İki Yapısal Nakısanın Giderilmesi
Burada ise Türkiye Yüzyılı vizyonunun işaret ettiği üzere toplumsal gelişmeyi ve demokratik konsolidasyonu yukarı çıtalara taşırken iki yapısal nakısanın giderilmesi çok mühim. Bunlardan birincisi gelir dağılımı meselesi. Buradaki açık, demokratik konsolidasyona zarar verir. O halde bunun giderilmesine dönük bölgesel ve/ya sınıfsal gelir dağılımı eşitsizliklerini dengeleyecek etkin, sosyal devlete yatırımın güçlendirilerek devamı zarureti vardır. Ki esasen AK Parti hükümetleri yirmi yıldır, bir yandan sosyal adaletçi devlet anlayışına uzanan sosyal demokrasi tipi bir siyaset biçimini bir yandan da yukarıda bahsedilen konsolide devleti üreten muhafazakar demokrasi tipi bir siyaset biçimini harmanlayan bir modelleme sunmuştur. Önümüzdeki dönemin vizyon ve perspektifi, bu anlayış ve pratikler bütününün yapısal problemlerin de minimize edilerek devamını gerektirmektedir. İkinci nakısa ise kayıt dışı ekonomi, bu zemine içkin aktörler ve devletin bunlarla mücadele zarureti. Organize iş grupları yahut yabancı sermaye gibi güçlere fazla bağımlı devletler kadar toplumsal güçlerden bağımsızlaşmış devletler de demokratik konsolidasyon noktasında dezavantajlı bir konumda kalırlar. Dolayısıyla bu mesele de yeni vizyonda toplumsal tahayyülün sağlamlaştırılması perspektifi dahilinde, yapısal bir sorun olarak mücadelenin devamının gerekli olduğu bir alandır.

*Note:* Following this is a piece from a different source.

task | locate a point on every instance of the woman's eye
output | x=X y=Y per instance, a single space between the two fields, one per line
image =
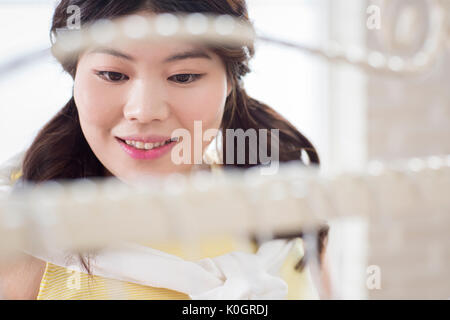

Siyasal süreçte aktörler (devlet-toplumsal kesimler) arası güven, bu vizyonun geleceği demektir. Bu güvenin eksik olduğu durumlarda aktörler kendilerini güvenceye almak doğrultusunda demokrasi dışı yollara sapabilirler. Türkiye’de yakın tarihte -özellikle 1990’larda- var olan ve demokrasinin özüne büyük zararlar vermiş; bu yönüyle çoğulcu demokrasiyi istikrar lehine ikinci plana atarak çoğulculuktan duyulan kuşkunun perçinlendiği dönemler, Türkiye için önemli ve yeterli dersler sunuyor. Zamanın ruhu ve geleceğin ufku da zaten buna işaret ediyor. Bu yönüyle Türkiye’nin yeni vizyonundaki toplumsal tahayyül biçimlenirken, çok kültürlülük ve çoğulcu demokrasi bağlamında siyasal ve toplumsal temsiliyet ve mobilizasyonun hakim kılınması önemli olacaktır.
Demokratik konsolidasyonun tesisinde bir diğer önemli faktör, devletin mikro düzenleyici rolünün yeniden -çok daha kararlı ve sağlam temellerden- ele alınması gereğidir. Yani kastımız, günlük mikro kural ve düzenleyici normların, esasen demokratik devletin meşruiyetine ve toplumsal iç konsolidasyonun tahkimine katkısının sanıldığından çok daha fazla ve büyük olduğudur. Günlük yaşam pratikleri ve insan ilişkilerinin düzenlenmesinde devletin, kural ve norm temelli zihniyet ve uygulamalara kararlı şekilde başvurması, hem toplumu oluşturan bireyler arasındaki güveni ve sosyal sermayeyi hem de dolaylı şekilde, bireylerin demokratik devlete güvenini pozitif etkiler. Bireyler arası güven ise hem sivil toplumun ve demokratik konsolidasyonun gelişimi hem de ekonomik kalkınma için çok önemli bir zemin meydana getirir. Devletin mikro düzenleyiciliğini aşındıran her uygulama ise yayılma etkisi göstererek sonunda makro alanlarda da devletin düzenleyici kapasitesini ve toplumun ona olan güvenini zayıflatmak suretiyle demokratik konsolidasyona ciddi zarar verir. Yeni toplumsal vizyon inşa edilirken, bu anlamda, kamusal yararın hakim ve merkezde olduğu, buna içkin tutarlılık, kararlılık ve norm/kural temelli bir toplumsal düzenin toplumun tüm kesimlerine ayrım yapılmaksızın uygulanacağına ilişkin inandırıcılığı ve güveni inşa ederek demokratik konsolidasyonun geliştirildiği bir perspektif üzerinden yürünmelidir.